[jira] [Commented] (HBASE-16464) archive folder grows bigger and bigger due to corrupt snapshot under tmp dir

Matteo Bertozzi (JIRA) Mon, 22 Aug 2016 08:44:45 -0700

    [ 
https://issues.apache.org/jira/browse/HBASE-16464?page=com.atlassian.jira.plugin.system.issuetabpanels:comment-tabpanel&focusedCommentId=15431039#comment-15431039
 ]


Matteo Bertozzi commented on HBASE-16464:
-----------------------------------------

.tmp is used to write in-progress snapshots. so unless we add a flag "snapshot 
in progress" that the cleaner verifies before taking actions, the cleaner 
should not delete .tmp files.

my guess is that the snapshot may have timed out. TakeSnapshotHandler had 
cleaned .tmp but one RS (the one with 8e3179c388e10770eba7d35e30f2777f) was 
still doing trying to snapshot after timeout. HRegion#addRegionToSnapshot() 
writes the region-manifest you have in .tmp. and that will never be cleaned 
since TakeSnapshotHandler is already done.

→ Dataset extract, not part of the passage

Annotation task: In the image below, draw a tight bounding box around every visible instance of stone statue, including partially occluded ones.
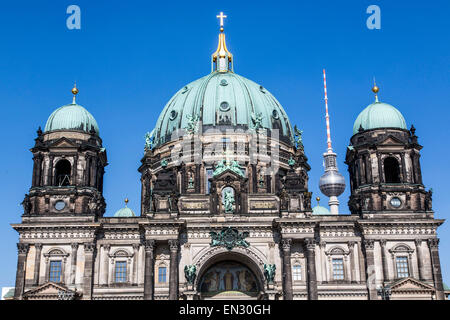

we may use something like fs.createNonRecursive() when we create the manifest. 
in this case if a RS is behind it will not be able to create the manifest after 
the master deleted .tmp via TakeSnapshotHandler.
otherwise we can add an "in-progress" lock to the SnapshotManager. so the 
cleaner and snapshot manager can avoid destroying each other state.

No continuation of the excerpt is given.